Endometrial cancer risk. Although long-term data regarding the effect of testosterone therapy on the endometrium are lacking, experimental findings show a neutral or inhibitory effect of androgens on endometrial cell proliferation. A study of postmenopausal women are 40-60 years showed no differences in endometrial histology in women receiving esterfied estrogens with or without oral methyltestosterone.

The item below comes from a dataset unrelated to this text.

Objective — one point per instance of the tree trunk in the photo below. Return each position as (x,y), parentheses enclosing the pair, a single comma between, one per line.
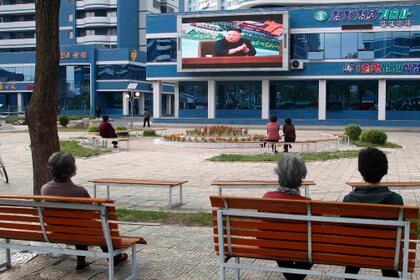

Also, women with premature ovary failure continued to have scheduled vaginal bleeding patterns while receiving transdermal testosterone in addition to estrogen/progestogen, with no significant changes in the onset, duration, or amount of vaginal bleeding. 

Contraindications

Contraindications to testosterone therapy include pregnancy and lactation, androgen-dependent neoplasia, hirsutism, acne, and androgenic alopecia. 

Follow-Up of Women Using Testosterone Therapy

Follow-up of women taking testosterone therapy should include evaluation of efficacy and assessment of virilizing features as a consequence of exposure to exogenous testosterone. Measurement of serum testosterone levels should be performed to monitor for supraphysiological levels during therapy. Testosterone levels should be maintained within the high-normal range of reproductive-age women.

Conclusion

Increasing evidence suggests that androgens have important biological roles in women. This raises the possibility that androgen therapy may be necessary for the management of carefully selected women with androgen deficiency. Women with natural or surgically induced menopause may be candidates for testosterone therapy, if they have decreased sexual desire and no other identifiable cause for the decreased libido. Prospective trials with testosterone therapy in young women with androgen insufficiency are needed to evaluate the effectiveness of such therapy in pre-menopausal women. The incidence of adverse effects appears to be low, but studies with adequate follow-up are necessary to assess long-term safety. 

Most of the studies showing clinical improvement with testosterone therapy reported supraphysiological androgen levels. The availability of testosterone regimens specifically designed for women has the potential to maintain testosterone levels within the normal range and help to clarify whether the apparent beneficial effects of testosterone therapy are physiologic or pharmacologic. At present, use of testosterone without concomitant estrogen therapy cannot be recommended, because data on safety and efficacy of testosterone-only therapy in women are lacking.